Maximum Notification not set (default)

For example, if you set the time interval to 10 minutes and the performance counter exceeds the threshold for 40 minutes, then you will still only be notified once (after the initial 10 minutes have passed). If the counter however falls back below the threshold however and then jumps back up after some time, then you will be notified again.

 

The chart below shows this visually: EventSentry only logs one alert at 2:30, all the subsequent alerts are considered to be part of the first alert and are thus not generated. The alert is cleared at 3:50.

 

clip0259

 

 

Note however that a performance counter value which repeatedly moves from an alerted to a non-alerted state may generate more alerts (and "clear alert") events than desired:

 

clip0261

 

 

Maximum Notification set

If you check the Notify at most every checkbox however and set a time interval, then you will be notified every time this interval has elapsed if the performance counter continues to be in an alerted state. The alert will only stop when the performance counter is back below the threshold.

 

The chart below shows the same example as above with Notify at most every set to 1 hour. Since the monitored value is still in an alerted state, EventSentry will log another error at 3:30 and clear the alarm at 3:50.

 

clip0260

 

Embedding Charts (for email alerts)

When checked, EventSentry creates a PNG chart from the data collected during the configured time interval (see above, e.g. 30 minutes), and embeds it as the binary data in the event. The EventSentry agent will then attach the embedded binary data as an image to any emails that include the performance alert. As such, this feature is only useful when performance alerts are matched by at least one filter that emails events. The chart includes an automatically calculated trend line in orange.

 

clip0589

 

Enable Trend Detection (Windows Performance Counters only)

 

clip0165

Trend detection suppresses alerts of recurring and expected performance alerts, and works best with percentage-based performance counters like CPU usage. Trend detection keeps track of performance counter value averages, and can suppress alerts when the measured value exceeds the configured hard limit - if the current average matches the historical average.

 

To consider a performance counter average valid, it has to have been collecting data for at least the set number of "weeks", 2 by default. Once the average is considered valid, it will compare the current counter average with the historical counter average, and suppresses the alert if the current value doesn't deviate more than the configured number of percentage points.

 

To accomplish this, EventSentry keeps track of the average counter value in 12-minute intervals for every weekday. Counter averages are stored in temp files (%SYSTEMROOT%\EventSentry\temp) with filenames starting with "eventsentry_performance_trend", and remain valid across agent restarts.

 

Detect Leaks (Windows Performance Counters only)

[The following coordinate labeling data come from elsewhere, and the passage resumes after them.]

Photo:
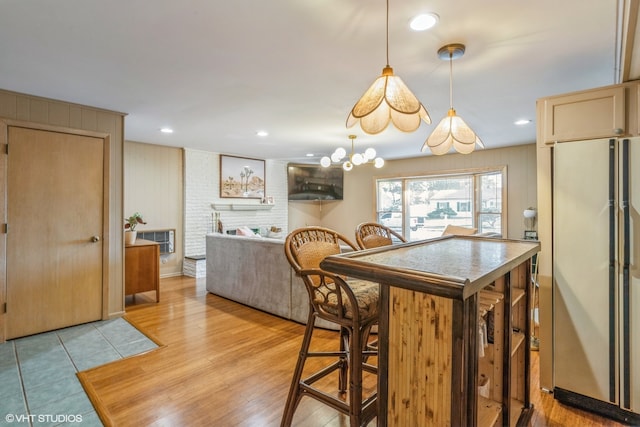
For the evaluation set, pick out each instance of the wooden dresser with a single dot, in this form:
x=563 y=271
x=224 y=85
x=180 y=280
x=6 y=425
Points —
x=142 y=268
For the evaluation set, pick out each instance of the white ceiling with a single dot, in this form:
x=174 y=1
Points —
x=218 y=71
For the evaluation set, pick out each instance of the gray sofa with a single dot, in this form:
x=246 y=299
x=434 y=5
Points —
x=254 y=271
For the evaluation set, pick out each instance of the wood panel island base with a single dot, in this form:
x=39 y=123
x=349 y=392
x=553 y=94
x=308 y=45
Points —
x=436 y=365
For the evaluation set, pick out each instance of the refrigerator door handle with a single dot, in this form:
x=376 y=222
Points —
x=626 y=257
x=612 y=271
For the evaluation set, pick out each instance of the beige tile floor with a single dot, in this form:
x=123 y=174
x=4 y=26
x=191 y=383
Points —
x=38 y=382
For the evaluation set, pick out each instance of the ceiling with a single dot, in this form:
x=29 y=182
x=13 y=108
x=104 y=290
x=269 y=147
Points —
x=219 y=71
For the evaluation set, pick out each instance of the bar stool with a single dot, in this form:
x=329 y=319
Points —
x=350 y=304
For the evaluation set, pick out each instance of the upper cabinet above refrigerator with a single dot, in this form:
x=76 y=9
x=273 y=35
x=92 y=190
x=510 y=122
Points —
x=610 y=111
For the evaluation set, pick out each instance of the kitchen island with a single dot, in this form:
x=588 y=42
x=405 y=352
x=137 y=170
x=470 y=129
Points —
x=437 y=365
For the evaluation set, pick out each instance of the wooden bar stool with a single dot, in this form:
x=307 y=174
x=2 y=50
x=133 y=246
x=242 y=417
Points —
x=350 y=304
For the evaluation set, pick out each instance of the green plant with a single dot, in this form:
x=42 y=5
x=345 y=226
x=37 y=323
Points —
x=131 y=222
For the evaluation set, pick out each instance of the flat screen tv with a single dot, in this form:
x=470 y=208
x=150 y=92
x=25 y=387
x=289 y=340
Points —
x=314 y=182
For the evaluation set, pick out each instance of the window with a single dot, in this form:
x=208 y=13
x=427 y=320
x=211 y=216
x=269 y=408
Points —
x=421 y=207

Some performance counters expose resources usage of a service, process or service. Leak detection attempts to find objects which leak resources, without the need of specifying hard limits. Leak detection works best for performance counters which count resources (e.g. handle count, working set bytes, etc.), and does not work for percentage-based performance counters.

 

Leak detections can be configured in three ways:

 

Setting

Time period used for analysis

Description

Mild

48 hours

will detect fewer potential leaks, but generate fewer false positives

Moderate

36 hours

balanced setting between mild and aggressive

Aggressive

24 hours

finds most potential leaks, but will generate the most false positives

 

Leak detection can be combined with the numerical comparison of the content filter, to exclude/include leak alerts below or above a particular value. For example, you can enable leak detection for the handle count of processes, but exclude any alerts for handle counts below 5000.

 

info_48

Some processes may appear to be leaking resources, when that behavior is in fact only temporary (e.g. database servers) to satisfy requests. It is recommended that historical counter information is also consolidated to a database, so that long-term patterns of the monitored processes can be observed.